Kompas.com - 22/02/2018, 18:06 WIB
Durian Siak, Riau.BARRY KUSUMA Durian Siak, Riau.

KOMPAS.com -- Benny Johan Marpaung, dokter spesialis kandungan dan kebidanan membantah mitos ibu hamil dilarang makan durian. Hal tersebut diungkapkan Benny saat ditemui dalam acara ulangtahun Orami ke-5 di Jakarta pada Rabu (21/2/2018).

“Semua buah itu baik, termasuk durian. Durian mengandung banyak vitamin, seperti vitamin C dan kaya kasium. Boleh-boleh saja buat ibu hamil,” ujar Benny.

Untuk diketahui, durian punya kandungan zinc yang bagus untuk kesehatan mata dan jaringan kulit. Kandungan asam folat dalam durian mendorong pembentukan sel darah merah yang kaya oksigen. Asam folat ini juga akan merangsang perkembangan saraf janin.

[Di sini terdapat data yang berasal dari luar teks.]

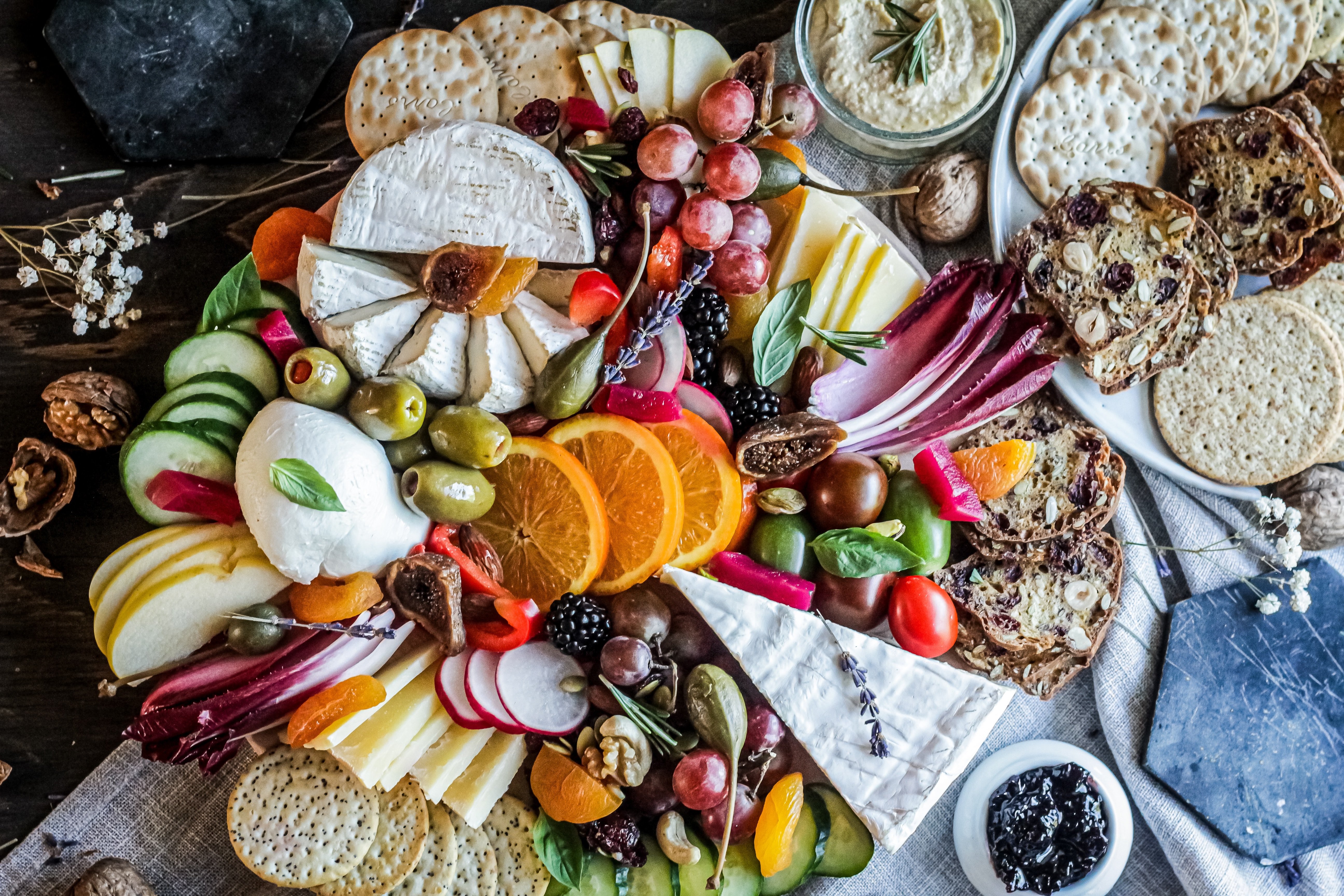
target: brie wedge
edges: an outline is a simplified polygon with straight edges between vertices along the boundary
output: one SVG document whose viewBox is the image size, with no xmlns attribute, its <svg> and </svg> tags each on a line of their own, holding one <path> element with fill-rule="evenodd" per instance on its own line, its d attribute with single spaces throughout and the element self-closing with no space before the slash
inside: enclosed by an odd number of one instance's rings
<svg viewBox="0 0 1344 896">
<path fill-rule="evenodd" d="M 418 286 L 414 277 L 312 236 L 304 236 L 298 247 L 297 279 L 298 305 L 309 320 L 405 296 Z"/>
<path fill-rule="evenodd" d="M 793 736 L 886 849 L 895 852 L 966 770 L 1012 690 L 782 603 L 663 567 Z M 840 652 L 868 670 L 891 755 L 870 754 L 859 689 Z"/>
<path fill-rule="evenodd" d="M 410 337 L 387 360 L 384 373 L 405 376 L 425 395 L 446 402 L 466 390 L 466 314 L 431 308 L 421 314 Z"/>
<path fill-rule="evenodd" d="M 466 395 L 458 404 L 507 414 L 532 400 L 532 371 L 503 314 L 472 318 L 466 369 Z"/>
<path fill-rule="evenodd" d="M 526 290 L 513 297 L 504 312 L 504 322 L 538 376 L 552 356 L 587 336 L 587 329 Z"/>
<path fill-rule="evenodd" d="M 345 363 L 351 376 L 366 380 L 378 376 L 426 308 L 425 293 L 384 298 L 313 321 L 313 333 Z"/>
<path fill-rule="evenodd" d="M 429 253 L 452 242 L 508 246 L 509 255 L 586 263 L 587 199 L 560 161 L 507 128 L 445 121 L 364 160 L 351 177 L 332 246 Z"/>
</svg>

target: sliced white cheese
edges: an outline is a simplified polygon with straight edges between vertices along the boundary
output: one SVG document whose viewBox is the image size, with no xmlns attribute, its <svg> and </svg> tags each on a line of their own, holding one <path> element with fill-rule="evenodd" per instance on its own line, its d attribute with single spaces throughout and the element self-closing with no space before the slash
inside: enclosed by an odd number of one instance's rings
<svg viewBox="0 0 1344 896">
<path fill-rule="evenodd" d="M 532 400 L 532 371 L 503 314 L 472 318 L 466 369 L 466 394 L 460 404 L 507 414 Z"/>
<path fill-rule="evenodd" d="M 1012 690 L 719 582 L 663 567 L 714 629 L 872 836 L 895 852 L 965 771 Z M 870 754 L 859 689 L 840 668 L 868 670 L 891 755 Z"/>
<path fill-rule="evenodd" d="M 452 242 L 563 263 L 591 262 L 595 251 L 587 199 L 564 165 L 480 121 L 445 121 L 379 149 L 332 222 L 332 246 L 429 253 Z"/>
<path fill-rule="evenodd" d="M 415 292 L 414 277 L 363 255 L 304 236 L 298 247 L 298 304 L 309 320 L 321 320 Z"/>
<path fill-rule="evenodd" d="M 457 780 L 444 791 L 444 802 L 472 827 L 480 827 L 491 807 L 508 790 L 508 783 L 523 767 L 527 744 L 523 735 L 496 731 L 485 748 L 466 767 Z"/>
<path fill-rule="evenodd" d="M 384 373 L 405 376 L 425 395 L 446 402 L 466 391 L 468 314 L 431 308 L 421 314 L 410 337 L 387 359 Z"/>
<path fill-rule="evenodd" d="M 586 328 L 526 290 L 513 297 L 513 304 L 504 312 L 504 322 L 535 375 L 542 373 L 552 356 L 587 336 Z"/>
<path fill-rule="evenodd" d="M 313 321 L 313 334 L 345 363 L 351 376 L 364 380 L 378 376 L 426 308 L 429 300 L 423 293 L 384 298 Z"/>
</svg>

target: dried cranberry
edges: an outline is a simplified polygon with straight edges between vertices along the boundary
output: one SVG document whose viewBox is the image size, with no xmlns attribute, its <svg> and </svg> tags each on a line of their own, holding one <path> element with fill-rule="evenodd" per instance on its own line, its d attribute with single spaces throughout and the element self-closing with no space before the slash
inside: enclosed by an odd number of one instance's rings
<svg viewBox="0 0 1344 896">
<path fill-rule="evenodd" d="M 528 137 L 544 137 L 560 126 L 560 107 L 554 99 L 540 97 L 519 109 L 513 124 Z"/>
</svg>

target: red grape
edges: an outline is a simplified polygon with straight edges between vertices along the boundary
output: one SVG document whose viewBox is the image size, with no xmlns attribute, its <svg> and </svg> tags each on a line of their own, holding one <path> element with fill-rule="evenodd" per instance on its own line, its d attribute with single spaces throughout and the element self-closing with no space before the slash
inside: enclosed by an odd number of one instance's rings
<svg viewBox="0 0 1344 896">
<path fill-rule="evenodd" d="M 770 129 L 775 137 L 801 140 L 817 129 L 817 98 L 802 85 L 780 85 L 770 98 L 770 120 L 782 122 Z"/>
<path fill-rule="evenodd" d="M 677 230 L 694 249 L 718 249 L 732 235 L 732 210 L 718 196 L 696 193 L 681 206 Z"/>
<path fill-rule="evenodd" d="M 732 203 L 732 235 L 757 249 L 770 247 L 770 216 L 755 203 Z"/>
<path fill-rule="evenodd" d="M 645 177 L 676 180 L 695 165 L 695 137 L 681 125 L 659 125 L 644 136 L 634 159 Z"/>
<path fill-rule="evenodd" d="M 751 128 L 755 97 L 741 81 L 715 81 L 700 94 L 700 130 L 710 140 L 737 140 Z"/>
<path fill-rule="evenodd" d="M 685 216 L 684 211 L 681 216 Z M 707 279 L 724 296 L 750 296 L 770 279 L 770 259 L 751 243 L 730 239 L 714 250 L 714 266 Z"/>
<path fill-rule="evenodd" d="M 728 795 L 728 763 L 714 750 L 692 750 L 672 771 L 672 790 L 687 809 L 716 806 Z"/>
</svg>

Kandungan lemak tak jenuh dalam durian juga baik bagi ibu hamil. Kolesterol jahat dalam tubuh dapat ditekan jumlahnya setelah makan durian. Oleh karena itu, para ibu hamil tak usah khawatir mengalami kenaikan kolesterol seusai menyantap durian.

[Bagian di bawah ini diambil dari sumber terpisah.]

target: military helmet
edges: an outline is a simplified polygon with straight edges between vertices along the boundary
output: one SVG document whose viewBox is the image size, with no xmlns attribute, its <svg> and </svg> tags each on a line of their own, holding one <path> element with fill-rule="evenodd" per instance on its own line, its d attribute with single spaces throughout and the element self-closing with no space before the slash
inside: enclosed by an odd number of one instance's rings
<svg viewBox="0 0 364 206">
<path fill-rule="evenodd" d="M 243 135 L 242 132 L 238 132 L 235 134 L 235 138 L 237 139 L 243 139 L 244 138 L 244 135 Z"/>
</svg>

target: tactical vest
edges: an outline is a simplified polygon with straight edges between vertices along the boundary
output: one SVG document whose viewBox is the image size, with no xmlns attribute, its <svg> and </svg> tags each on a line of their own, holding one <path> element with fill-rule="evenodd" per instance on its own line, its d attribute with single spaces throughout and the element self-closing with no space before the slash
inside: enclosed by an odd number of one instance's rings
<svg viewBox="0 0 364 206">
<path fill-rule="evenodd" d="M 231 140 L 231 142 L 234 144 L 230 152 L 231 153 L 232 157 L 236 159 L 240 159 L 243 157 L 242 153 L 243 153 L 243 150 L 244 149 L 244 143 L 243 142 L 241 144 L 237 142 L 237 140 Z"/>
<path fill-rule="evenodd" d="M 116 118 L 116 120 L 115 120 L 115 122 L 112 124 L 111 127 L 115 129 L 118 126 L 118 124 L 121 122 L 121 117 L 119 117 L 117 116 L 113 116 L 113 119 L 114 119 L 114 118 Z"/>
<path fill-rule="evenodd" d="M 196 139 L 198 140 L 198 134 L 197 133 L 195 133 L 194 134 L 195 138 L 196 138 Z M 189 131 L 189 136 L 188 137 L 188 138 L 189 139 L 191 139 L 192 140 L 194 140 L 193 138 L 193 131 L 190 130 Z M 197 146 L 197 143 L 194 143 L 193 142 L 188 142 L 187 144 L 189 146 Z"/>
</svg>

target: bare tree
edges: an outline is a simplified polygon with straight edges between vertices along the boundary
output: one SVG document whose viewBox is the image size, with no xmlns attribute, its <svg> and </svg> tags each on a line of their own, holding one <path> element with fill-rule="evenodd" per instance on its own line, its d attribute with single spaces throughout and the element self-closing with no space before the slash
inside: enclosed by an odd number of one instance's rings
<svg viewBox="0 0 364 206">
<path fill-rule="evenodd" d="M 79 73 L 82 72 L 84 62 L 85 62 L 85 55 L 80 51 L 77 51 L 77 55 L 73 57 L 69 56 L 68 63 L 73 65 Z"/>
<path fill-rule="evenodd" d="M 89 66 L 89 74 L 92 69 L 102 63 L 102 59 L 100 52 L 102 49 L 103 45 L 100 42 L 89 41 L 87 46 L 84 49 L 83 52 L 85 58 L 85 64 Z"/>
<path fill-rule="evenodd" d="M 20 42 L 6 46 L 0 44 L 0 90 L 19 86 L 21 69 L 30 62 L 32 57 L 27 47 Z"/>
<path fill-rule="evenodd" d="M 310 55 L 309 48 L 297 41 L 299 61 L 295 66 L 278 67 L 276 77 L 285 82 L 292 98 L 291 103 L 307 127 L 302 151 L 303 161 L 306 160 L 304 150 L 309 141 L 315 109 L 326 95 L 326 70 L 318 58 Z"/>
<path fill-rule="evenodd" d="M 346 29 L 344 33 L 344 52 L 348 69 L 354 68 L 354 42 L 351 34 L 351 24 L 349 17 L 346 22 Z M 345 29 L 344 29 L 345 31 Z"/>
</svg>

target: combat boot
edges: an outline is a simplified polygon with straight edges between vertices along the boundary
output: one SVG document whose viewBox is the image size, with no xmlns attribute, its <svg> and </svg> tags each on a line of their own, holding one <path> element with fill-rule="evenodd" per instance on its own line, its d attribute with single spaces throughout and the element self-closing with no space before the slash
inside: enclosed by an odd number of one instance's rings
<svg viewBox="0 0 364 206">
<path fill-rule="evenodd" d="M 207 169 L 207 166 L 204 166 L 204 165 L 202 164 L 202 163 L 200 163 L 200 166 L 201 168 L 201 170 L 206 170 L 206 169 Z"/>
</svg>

Baca juga : Jangan Percaya Mitos, Durian Tidak Mengandung Kolesterol

Meski demikian, kekhawatiran masyarakat cukup beralasan. Benny berkata bahwa kandungan gula dalam durian mampu memicu mual dan muntah pada ibu hamil. Selain itu, gula darah ibu hamil ditakutkan meningkat setelah mengonsumsi durian.

“Selama periode kehamilan, pergerakan usus ibu hamil melambat. Ketika makan terlalu banyak akan mual dan muntah. Ditakutkan akan berdampak ke masalah nutrisi dan dehidrasi,” ujarnya.

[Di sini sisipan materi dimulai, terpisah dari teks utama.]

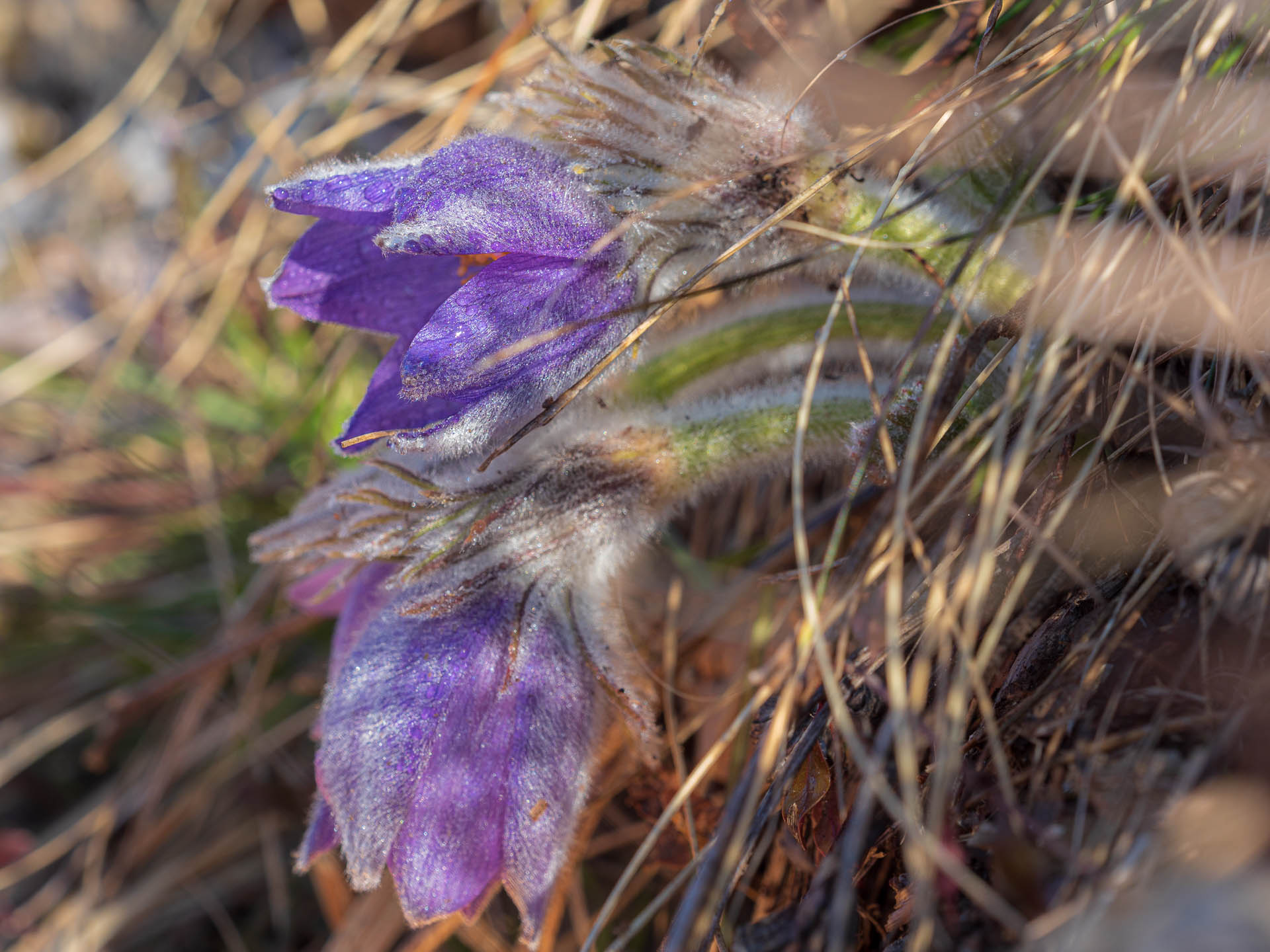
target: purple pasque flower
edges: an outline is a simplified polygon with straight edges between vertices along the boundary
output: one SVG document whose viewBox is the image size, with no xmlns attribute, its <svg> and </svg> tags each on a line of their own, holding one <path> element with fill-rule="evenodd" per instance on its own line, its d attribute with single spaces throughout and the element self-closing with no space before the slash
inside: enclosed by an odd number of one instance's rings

Sejauh ini, sebut Benny, belum ada penelitian yang menyatakan konsumsi durian akan berdampak pada keguguran bayi. “Jadi makan saja durian secukupnya. Belum ada penelitian yang membuktikan pengaruh durian dengan kontraksi janin," katanya.

Akan tetapi, Benny juga mengingatkan bahwa konsumsi durian harus diimbangi dengan kecukupan gizi dari makanan lain, seperti ikan, daging, sayur, dan telur. Durian juga hanya dibatasi tiga biji untuk sesekali waktu, tidak tiap hari.